The equation can be written as ##\dfrac{u'}{u}\cdot \dfrac{v'}{v}=-2m^2##. Why don't you choose real numbers ##a,b## such that ##ab+2m^2=0## and solve ##\dfrac{u'}{u}=a\, , \,\dfrac{v'}{v}=b\, , ## resp.?

jedishrfu said:
Where did you find this ODE?

It looks like you can separate it out into two equations:

y'(x)^2 + 2m^2 * y(x)^2 = 0

and

z'(x)^2 + 2m^2 * z(x)^2 = 0

which look identical to me.

Did I miss something? or is there a missing term that couples Y and Z ?

More generally, you can have $$y'^2 + 2m^2y^2 = f(x) \\ z'^2 + 2m^2z^2 = f(x)$$ and you might be able to choose $f$ to keep $y$ and $z$ real.

I believe there are complex solutions, as well as the trivial case z(x) = y(x) = 0 , but I cannot find any real solutions. Are there any, and if so how is best to find them?

There are an infinite number of trivial solutions to this ODE.

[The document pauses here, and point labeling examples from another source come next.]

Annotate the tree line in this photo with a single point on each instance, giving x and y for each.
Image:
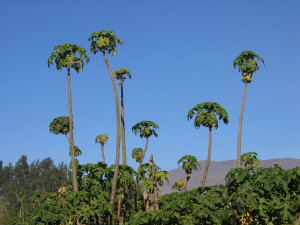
(119, 194)
(23, 181)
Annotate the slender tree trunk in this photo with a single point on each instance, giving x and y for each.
(73, 162)
(239, 162)
(139, 168)
(143, 155)
(116, 170)
(119, 207)
(155, 192)
(184, 186)
(123, 125)
(208, 159)
(102, 151)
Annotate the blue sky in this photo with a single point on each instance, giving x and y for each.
(180, 53)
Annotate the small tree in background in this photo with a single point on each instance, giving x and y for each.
(189, 163)
(247, 63)
(102, 139)
(120, 74)
(145, 129)
(106, 42)
(207, 113)
(250, 159)
(69, 56)
(137, 154)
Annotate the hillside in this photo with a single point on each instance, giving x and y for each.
(217, 172)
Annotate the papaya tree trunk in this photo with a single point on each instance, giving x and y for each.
(137, 177)
(73, 162)
(123, 126)
(117, 161)
(208, 159)
(102, 151)
(155, 191)
(185, 184)
(119, 207)
(143, 155)
(239, 161)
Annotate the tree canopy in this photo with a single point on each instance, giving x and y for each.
(68, 56)
(145, 129)
(207, 113)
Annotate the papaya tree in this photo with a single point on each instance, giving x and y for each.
(207, 113)
(102, 139)
(137, 154)
(106, 42)
(21, 194)
(61, 125)
(250, 159)
(125, 182)
(247, 63)
(69, 56)
(120, 75)
(189, 163)
(145, 129)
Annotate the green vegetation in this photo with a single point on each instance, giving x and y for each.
(120, 75)
(247, 63)
(93, 194)
(102, 139)
(207, 113)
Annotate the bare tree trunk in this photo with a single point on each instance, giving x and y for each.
(184, 186)
(208, 159)
(137, 177)
(155, 194)
(73, 162)
(123, 126)
(119, 207)
(102, 151)
(239, 162)
(143, 155)
(116, 170)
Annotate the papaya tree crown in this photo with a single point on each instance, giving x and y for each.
(189, 163)
(104, 41)
(207, 113)
(60, 125)
(247, 63)
(250, 159)
(102, 138)
(137, 154)
(120, 74)
(145, 129)
(68, 56)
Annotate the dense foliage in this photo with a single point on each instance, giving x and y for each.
(41, 193)
(27, 182)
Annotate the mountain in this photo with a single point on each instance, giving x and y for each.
(217, 172)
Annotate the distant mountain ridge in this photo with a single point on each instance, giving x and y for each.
(217, 172)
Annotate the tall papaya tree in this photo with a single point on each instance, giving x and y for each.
(106, 42)
(69, 56)
(189, 163)
(120, 75)
(207, 113)
(145, 129)
(102, 139)
(247, 63)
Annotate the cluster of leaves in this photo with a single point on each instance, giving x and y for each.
(67, 56)
(104, 41)
(246, 62)
(207, 113)
(262, 196)
(145, 129)
(22, 184)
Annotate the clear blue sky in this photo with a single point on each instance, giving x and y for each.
(180, 53)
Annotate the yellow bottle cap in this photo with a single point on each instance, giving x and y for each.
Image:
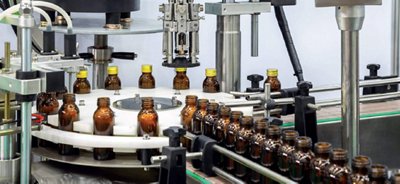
(211, 72)
(180, 69)
(147, 68)
(112, 70)
(272, 72)
(81, 74)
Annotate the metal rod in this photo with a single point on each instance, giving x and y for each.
(350, 92)
(17, 130)
(395, 37)
(253, 166)
(227, 176)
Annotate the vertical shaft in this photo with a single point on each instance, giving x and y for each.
(395, 37)
(26, 107)
(350, 92)
(228, 52)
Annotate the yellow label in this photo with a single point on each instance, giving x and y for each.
(211, 72)
(180, 69)
(112, 70)
(82, 74)
(272, 72)
(147, 68)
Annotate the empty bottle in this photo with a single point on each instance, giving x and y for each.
(147, 125)
(301, 159)
(103, 119)
(211, 84)
(146, 80)
(256, 144)
(230, 138)
(269, 154)
(181, 80)
(285, 151)
(199, 116)
(47, 103)
(272, 79)
(361, 169)
(112, 81)
(67, 115)
(379, 174)
(322, 151)
(82, 85)
(242, 143)
(210, 119)
(337, 172)
(186, 118)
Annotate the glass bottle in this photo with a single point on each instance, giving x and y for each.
(233, 128)
(82, 85)
(211, 84)
(147, 125)
(186, 118)
(210, 119)
(221, 126)
(256, 143)
(199, 116)
(219, 130)
(67, 115)
(243, 137)
(271, 145)
(361, 168)
(285, 151)
(379, 174)
(47, 103)
(272, 79)
(112, 81)
(337, 172)
(103, 119)
(146, 80)
(300, 160)
(181, 80)
(322, 151)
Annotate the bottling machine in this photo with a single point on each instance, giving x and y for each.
(28, 140)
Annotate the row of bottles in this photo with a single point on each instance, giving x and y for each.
(103, 120)
(282, 151)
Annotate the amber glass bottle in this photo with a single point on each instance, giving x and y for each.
(112, 81)
(210, 119)
(181, 80)
(146, 80)
(300, 160)
(379, 174)
(285, 151)
(219, 130)
(361, 169)
(256, 143)
(47, 103)
(322, 151)
(199, 116)
(186, 118)
(103, 119)
(337, 172)
(211, 84)
(233, 128)
(242, 144)
(271, 145)
(147, 125)
(67, 115)
(221, 126)
(272, 79)
(82, 85)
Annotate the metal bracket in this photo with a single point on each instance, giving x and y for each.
(237, 8)
(327, 3)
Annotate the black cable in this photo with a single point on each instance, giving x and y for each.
(284, 27)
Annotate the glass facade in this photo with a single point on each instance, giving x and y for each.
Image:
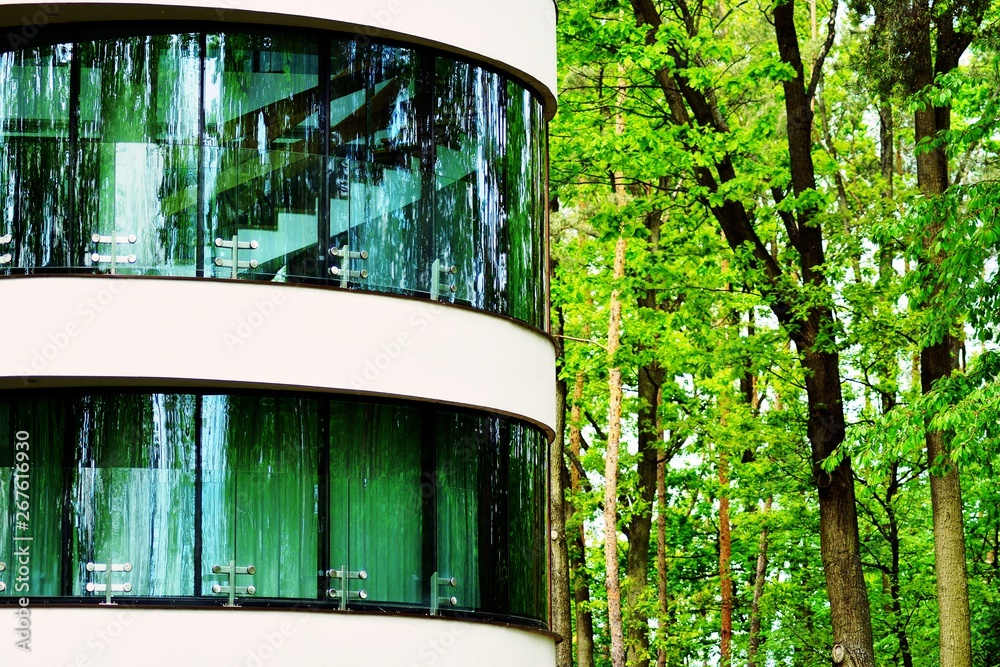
(177, 486)
(274, 156)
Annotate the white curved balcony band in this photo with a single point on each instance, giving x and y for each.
(78, 331)
(119, 636)
(516, 36)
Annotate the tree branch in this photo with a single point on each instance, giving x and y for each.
(831, 32)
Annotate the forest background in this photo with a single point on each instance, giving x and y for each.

Supose ##f:\Omega\rightarrow\mathbb{C}## is a holomorphic function, then ##\big(y(x), z(x)\big) = \big(f(x),\pm f(x)\big)## are trivial solutions to your original ODE $$(y^\prime)^2 - (z^\prime)^2 + 2m^2(y^2 - z^2) = 0.$$
So to answer your question "are there real solutions to this ODE"; yes there are an infinite number! Simply pick any once differentiable real functions ##y(x)## and let ##y(x) = \pm z(x)##.

EDIT: A non-trivial real valued solution is ##y(x) = \sin(\omega x)## and ##z(x) = \cos(\omega x)##, where ##\omega^2 = 2m^2##.

Last edited:
Delta2
What's wrong with (by guessing): ##y=cosh(\sqrt {2}mx) ## ## z=sinh(\sqrt {2}mx)##?

Last edited:

## 1. What is an ODE?

An ODE (ordinary differential equation) is a mathematical equation that relates a function to its derivatives. It is commonly used to model physical systems in science and engineering.

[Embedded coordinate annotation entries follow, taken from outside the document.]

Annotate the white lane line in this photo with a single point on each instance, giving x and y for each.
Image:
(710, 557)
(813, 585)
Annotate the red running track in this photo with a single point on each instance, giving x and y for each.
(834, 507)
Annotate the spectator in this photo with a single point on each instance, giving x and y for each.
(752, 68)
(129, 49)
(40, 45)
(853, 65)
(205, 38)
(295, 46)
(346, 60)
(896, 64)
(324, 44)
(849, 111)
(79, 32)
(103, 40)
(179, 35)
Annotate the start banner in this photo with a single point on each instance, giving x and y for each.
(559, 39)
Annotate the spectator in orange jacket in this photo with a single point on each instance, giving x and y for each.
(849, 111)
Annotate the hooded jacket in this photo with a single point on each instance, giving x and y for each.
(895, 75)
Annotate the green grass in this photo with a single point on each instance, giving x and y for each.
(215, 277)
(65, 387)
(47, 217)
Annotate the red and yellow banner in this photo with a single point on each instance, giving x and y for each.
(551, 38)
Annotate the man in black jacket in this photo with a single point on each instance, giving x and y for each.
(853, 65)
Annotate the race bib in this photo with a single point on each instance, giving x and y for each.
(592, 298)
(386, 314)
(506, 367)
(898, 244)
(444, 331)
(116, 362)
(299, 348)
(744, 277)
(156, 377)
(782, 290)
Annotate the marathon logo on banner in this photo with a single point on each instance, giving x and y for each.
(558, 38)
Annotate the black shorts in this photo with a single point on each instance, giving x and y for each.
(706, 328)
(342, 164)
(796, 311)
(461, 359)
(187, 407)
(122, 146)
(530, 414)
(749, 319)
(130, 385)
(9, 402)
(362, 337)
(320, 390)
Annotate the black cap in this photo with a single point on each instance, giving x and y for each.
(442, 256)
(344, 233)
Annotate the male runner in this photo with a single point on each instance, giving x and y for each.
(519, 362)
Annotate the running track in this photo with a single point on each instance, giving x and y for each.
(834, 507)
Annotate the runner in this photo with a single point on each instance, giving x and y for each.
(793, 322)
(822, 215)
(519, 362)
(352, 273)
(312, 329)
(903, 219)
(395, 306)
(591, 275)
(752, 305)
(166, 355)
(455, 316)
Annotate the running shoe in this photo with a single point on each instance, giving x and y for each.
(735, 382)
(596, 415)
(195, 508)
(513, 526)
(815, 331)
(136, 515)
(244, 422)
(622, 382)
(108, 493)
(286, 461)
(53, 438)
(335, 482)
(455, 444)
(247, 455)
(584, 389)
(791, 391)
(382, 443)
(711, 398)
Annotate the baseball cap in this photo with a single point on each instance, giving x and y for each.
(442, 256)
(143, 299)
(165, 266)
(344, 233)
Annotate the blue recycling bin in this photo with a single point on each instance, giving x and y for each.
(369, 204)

## 2. What are real solutions?

Real solutions refer to the values of the variable in an equation that make the equation true when substituted in. In the case of an ODE, real solutions would be the values of the function that satisfy the equation.

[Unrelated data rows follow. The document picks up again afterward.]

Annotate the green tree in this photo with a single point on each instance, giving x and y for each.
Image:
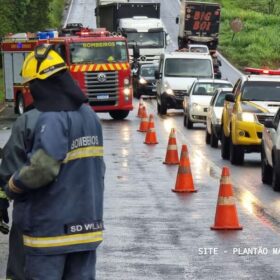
(37, 15)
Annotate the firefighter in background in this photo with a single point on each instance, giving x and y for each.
(14, 156)
(59, 191)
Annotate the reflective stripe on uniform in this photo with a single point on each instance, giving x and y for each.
(3, 194)
(13, 187)
(84, 152)
(62, 240)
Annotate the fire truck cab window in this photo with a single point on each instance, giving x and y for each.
(98, 52)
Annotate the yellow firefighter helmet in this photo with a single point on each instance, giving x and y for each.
(41, 63)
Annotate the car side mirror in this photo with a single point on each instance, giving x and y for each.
(269, 123)
(158, 75)
(230, 97)
(136, 52)
(218, 75)
(168, 39)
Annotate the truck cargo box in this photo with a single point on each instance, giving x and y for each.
(108, 15)
(199, 22)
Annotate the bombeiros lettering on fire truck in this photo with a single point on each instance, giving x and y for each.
(96, 59)
(84, 142)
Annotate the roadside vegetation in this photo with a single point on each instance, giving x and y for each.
(28, 15)
(258, 43)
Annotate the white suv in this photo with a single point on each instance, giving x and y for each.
(270, 152)
(177, 71)
(214, 116)
(197, 101)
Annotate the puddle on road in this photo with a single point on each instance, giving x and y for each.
(255, 208)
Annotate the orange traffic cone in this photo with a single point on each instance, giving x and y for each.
(184, 181)
(226, 213)
(140, 107)
(143, 127)
(172, 152)
(151, 137)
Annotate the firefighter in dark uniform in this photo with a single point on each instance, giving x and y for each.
(13, 157)
(59, 191)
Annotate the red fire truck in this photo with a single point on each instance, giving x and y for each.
(98, 61)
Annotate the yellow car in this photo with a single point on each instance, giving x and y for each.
(254, 99)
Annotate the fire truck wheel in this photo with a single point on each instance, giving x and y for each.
(20, 107)
(119, 115)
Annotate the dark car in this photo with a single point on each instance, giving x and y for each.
(144, 80)
(71, 29)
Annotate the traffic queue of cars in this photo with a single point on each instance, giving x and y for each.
(245, 117)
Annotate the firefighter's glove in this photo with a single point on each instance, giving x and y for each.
(4, 217)
(4, 228)
(4, 205)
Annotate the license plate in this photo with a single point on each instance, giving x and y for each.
(103, 96)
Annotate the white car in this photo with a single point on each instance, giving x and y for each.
(270, 152)
(198, 48)
(177, 72)
(214, 116)
(197, 101)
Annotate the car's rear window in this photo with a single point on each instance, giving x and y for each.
(261, 91)
(208, 88)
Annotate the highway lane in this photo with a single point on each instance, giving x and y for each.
(152, 233)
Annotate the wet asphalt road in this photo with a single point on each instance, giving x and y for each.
(153, 233)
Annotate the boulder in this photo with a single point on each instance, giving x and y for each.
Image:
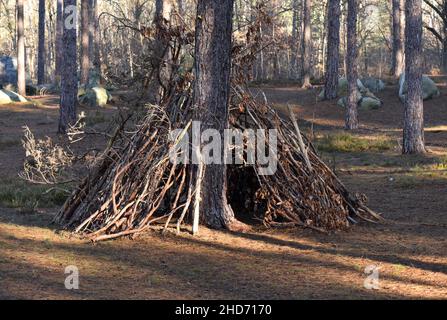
(7, 97)
(429, 88)
(8, 70)
(342, 89)
(368, 103)
(363, 102)
(94, 97)
(373, 84)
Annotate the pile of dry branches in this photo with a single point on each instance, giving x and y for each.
(136, 186)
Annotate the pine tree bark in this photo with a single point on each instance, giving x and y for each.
(333, 46)
(295, 41)
(161, 52)
(398, 56)
(85, 51)
(41, 44)
(413, 133)
(21, 78)
(306, 43)
(69, 68)
(95, 41)
(59, 35)
(352, 122)
(211, 99)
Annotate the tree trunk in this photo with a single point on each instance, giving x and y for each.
(351, 66)
(161, 52)
(306, 44)
(333, 46)
(211, 98)
(69, 68)
(413, 133)
(21, 80)
(295, 42)
(41, 45)
(59, 35)
(398, 42)
(85, 59)
(95, 36)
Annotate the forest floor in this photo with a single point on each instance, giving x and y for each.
(410, 250)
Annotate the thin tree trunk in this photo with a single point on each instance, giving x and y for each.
(21, 80)
(413, 133)
(69, 68)
(59, 35)
(41, 44)
(351, 66)
(161, 53)
(85, 60)
(306, 54)
(96, 39)
(397, 64)
(211, 99)
(295, 42)
(333, 47)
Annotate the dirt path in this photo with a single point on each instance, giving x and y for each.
(410, 251)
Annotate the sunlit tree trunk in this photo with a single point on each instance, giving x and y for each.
(397, 62)
(41, 45)
(161, 51)
(413, 133)
(351, 66)
(85, 59)
(306, 54)
(295, 40)
(69, 68)
(59, 35)
(21, 80)
(333, 47)
(211, 100)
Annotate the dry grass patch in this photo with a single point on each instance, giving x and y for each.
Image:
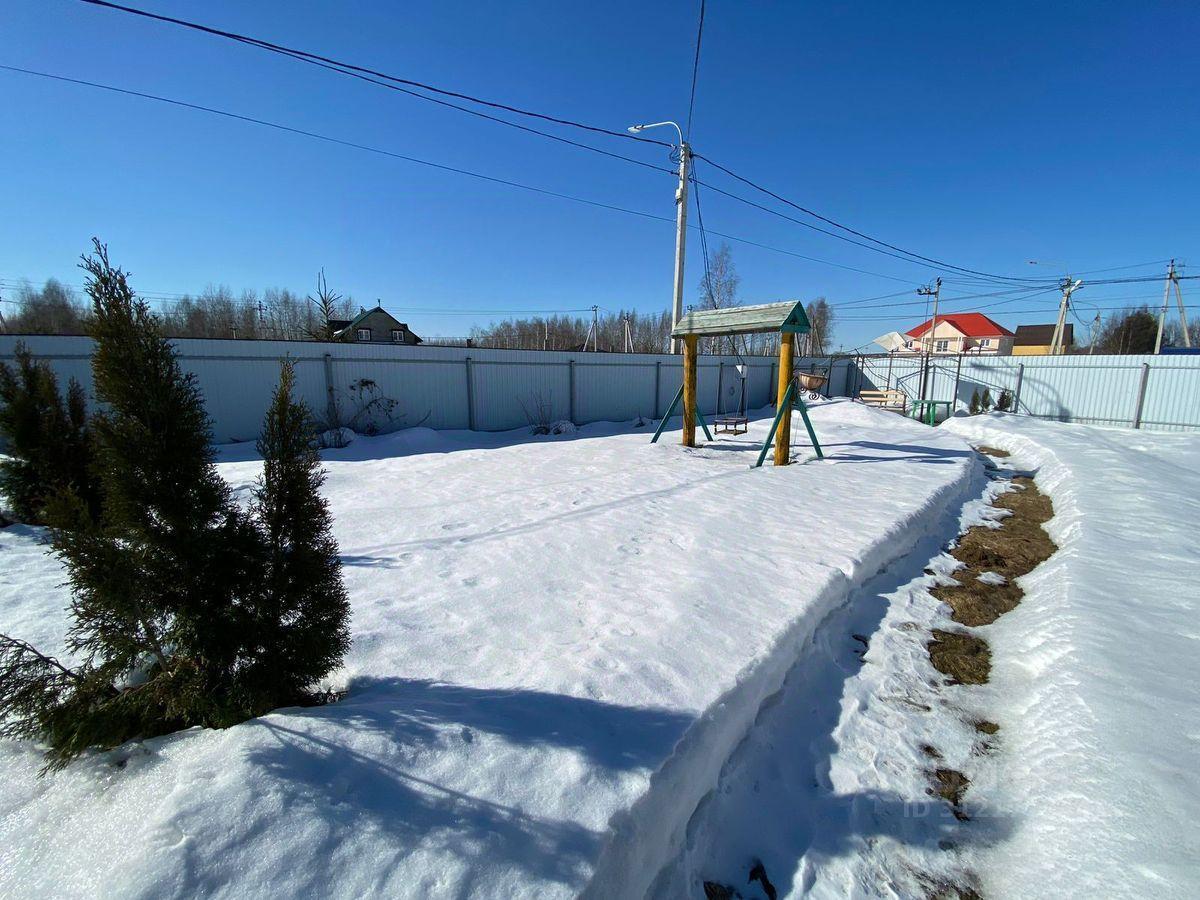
(1019, 546)
(963, 657)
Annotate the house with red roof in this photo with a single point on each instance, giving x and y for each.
(960, 333)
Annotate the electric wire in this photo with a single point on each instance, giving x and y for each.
(351, 67)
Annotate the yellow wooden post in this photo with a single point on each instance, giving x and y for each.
(784, 433)
(689, 390)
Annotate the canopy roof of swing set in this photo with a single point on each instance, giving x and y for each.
(787, 317)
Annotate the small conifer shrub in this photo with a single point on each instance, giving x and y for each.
(187, 610)
(46, 441)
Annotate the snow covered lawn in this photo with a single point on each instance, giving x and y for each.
(1089, 787)
(558, 642)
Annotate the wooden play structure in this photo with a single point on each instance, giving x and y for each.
(787, 318)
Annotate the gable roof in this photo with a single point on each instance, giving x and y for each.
(972, 324)
(787, 317)
(364, 313)
(1042, 335)
(345, 328)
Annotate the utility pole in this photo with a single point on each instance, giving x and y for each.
(681, 238)
(1068, 288)
(681, 222)
(1171, 279)
(936, 293)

## 3. How do you determine if an ODE has real solutions?

To determine if an ODE has real solutions, you can use various methods such as substitution, separation of variables, or using an integrating factor. These methods involve solving the equation to find the values of the function that satisfy the equation.

## 4. Are there cases where an ODE does not have real solutions?

Yes, there are cases where an ODE does not have real solutions. This can happen when the equation is not well-defined or when the values of the function that satisfy the equation are complex numbers instead of real numbers.

## 5. Why is it important to know if an ODE has real solutions?

Knowing if an ODE has real solutions is important in order to understand and model physical systems accurately. It also helps in finding the behavior of the system over time and predicting future outcomes.